Restricting "open ended" releases on PyPI?

I’ve tried multiple times to rewrite MarkupSafe as abi3, both in C and in Rust. I’m not super comfortable in either of those languages, and for speed MarkupSafe relies on some Python string information that is not available through abi3. So I haven’t been successful. If anyone came along and contributed a Rust abi3 PR that was reasonably close in speed, I would be eager to accept it.

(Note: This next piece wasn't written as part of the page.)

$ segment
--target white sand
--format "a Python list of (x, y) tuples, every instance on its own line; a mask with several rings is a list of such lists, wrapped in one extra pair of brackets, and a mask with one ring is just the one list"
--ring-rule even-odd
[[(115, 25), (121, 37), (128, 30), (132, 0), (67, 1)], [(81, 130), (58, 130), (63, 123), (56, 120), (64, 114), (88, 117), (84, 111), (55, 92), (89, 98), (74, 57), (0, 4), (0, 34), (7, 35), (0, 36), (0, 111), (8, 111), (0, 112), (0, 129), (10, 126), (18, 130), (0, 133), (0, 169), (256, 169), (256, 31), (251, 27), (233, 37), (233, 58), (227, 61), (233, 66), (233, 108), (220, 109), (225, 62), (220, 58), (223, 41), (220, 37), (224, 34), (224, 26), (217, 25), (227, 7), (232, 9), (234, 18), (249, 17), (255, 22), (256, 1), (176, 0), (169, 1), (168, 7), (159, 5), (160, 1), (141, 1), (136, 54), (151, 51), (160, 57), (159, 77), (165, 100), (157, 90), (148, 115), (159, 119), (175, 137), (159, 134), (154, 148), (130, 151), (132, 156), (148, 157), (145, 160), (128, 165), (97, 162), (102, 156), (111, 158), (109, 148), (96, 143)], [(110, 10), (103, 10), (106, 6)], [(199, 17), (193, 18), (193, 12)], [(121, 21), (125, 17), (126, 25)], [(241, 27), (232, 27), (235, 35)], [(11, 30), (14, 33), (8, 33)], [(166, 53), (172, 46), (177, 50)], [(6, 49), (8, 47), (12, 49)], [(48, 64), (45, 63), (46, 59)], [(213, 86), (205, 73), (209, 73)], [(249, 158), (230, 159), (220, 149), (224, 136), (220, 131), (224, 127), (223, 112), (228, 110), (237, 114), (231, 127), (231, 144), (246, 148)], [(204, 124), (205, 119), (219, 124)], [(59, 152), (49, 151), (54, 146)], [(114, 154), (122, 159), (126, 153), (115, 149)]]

With the GitHub workflow I’ve set up, it’s approximately as easy to trigger a completely new version as it is to trigger a new wheel for an existing version. So I wouldn’t really mind. But it’s not necessary, since the new release wouldn’t represent any actual changes. It’s a similar objection I have to keeping the Python version trove classifiers up to date, it requires a new version just to say “yep, still compatible”.

5 Likes

This would also probably require specifying tag precedence/ordering and calculation.

2 Likes

I think draft releases are a somewhat separate concern from this. The reason draft releases are useful is mutually exclusive to why the situation flagged is problematic.

I don’t think so.

Speaking for pip, most of the cost around dependency resolution is in fetching metadata for a single package release, and not in fetching the listing of files from the index. It’s also not really feasible to have different answers for same-package-name in a single resolve since we hold all the parsed page information in memory IIRC.

I don’t expect that changing how many files are in a release changes much for resolvers practically, especially since file listings are updated whenever any new file is uploaded.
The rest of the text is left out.